NATO summit heads to Ankara with US-European rift over Iran and defence spending

Rutte met Trump June 24 ahead of the July 7-8 Ankara summit; US anger at allies who refused to join the Iran campaign; 5% GDP defence target being pushed

Leaders·Defence· active Who Decides·The Quiet Shift ·4 takes ·updated Jun 24, 2026

Summary

NATO Secretary General Rutte met President Trump on 24 June 2026, two weeks before the US-hosted alliance summit in Ankara (7-8 July). The summit arrives with a transatlantic rift sharpened by the Iran campaign: most European NATO allies declined to participate in the US-led strikes on Iran, drawing open US anger. Trump is pushing a 5% GDP defence spending target — double the current 2% guideline — and the Ankara summit is where that demand will reach heads-of-state level.
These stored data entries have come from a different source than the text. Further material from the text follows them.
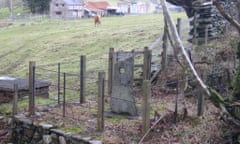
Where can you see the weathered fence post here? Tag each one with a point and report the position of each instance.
(31, 87)
(82, 79)
(164, 46)
(146, 105)
(147, 64)
(101, 84)
(201, 101)
(64, 94)
(110, 70)
(195, 40)
(176, 103)
(179, 26)
(206, 36)
(15, 99)
(59, 81)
A concurrent Trump-Meloni personal feud complicates the Italian-US relationship. Turkey's hosting reflects Ankara's central role in mediating both the Ukraine and Iran dossiers.

The split

Washington frames the Iran exclusion as proof that European allies are free-riders on US military power and must now compensate with hard spending commitments. European capitals — led by France, which has its own nuclear doctrine and its own Ukraine-first security calculus — argue that the Iran campaign was not an Article 5 matter and that 5% GDP is fiscally and politically impossible for most members. Stars and Stripes reports that US commanders privately question Article 5 reliability for allies who sat out Iran; that implicit conditionality is the subtext of every Ankara negotiation.

By the numbers

  • July 7-8 — Ankara summit date.
  • 5% GDP — US-pushed defence spending target (current guideline: 2%).
  • June 24 — Rutte-Trump meeting date.
  • 0 — European NATO allies that joined the Iran air campaign.

Why it matters

If the Ankara summit fails to produce a credible spending framework, it accelerates the bifurcation of NATO into a US-led combat tier and a European deterrence tier — a structural change that the Iran campaign has already begun in practice. The Article 5 conditionality subtext, if made explicit, would be the most significant NATO credibility crisis since the alliance's founding.

What to watch

  • Whether a 5% GDP target (or a credible path) is agreed or deferred.
  • Whether Trump explicitly conditions Article 5 on prior coalition membership.
  • Whether Meloni and Trump repair their personal rift before or during the summit.
  • Ankara's role — whether Turkey leverages its hosting position on S-400 or other outstanding disputes.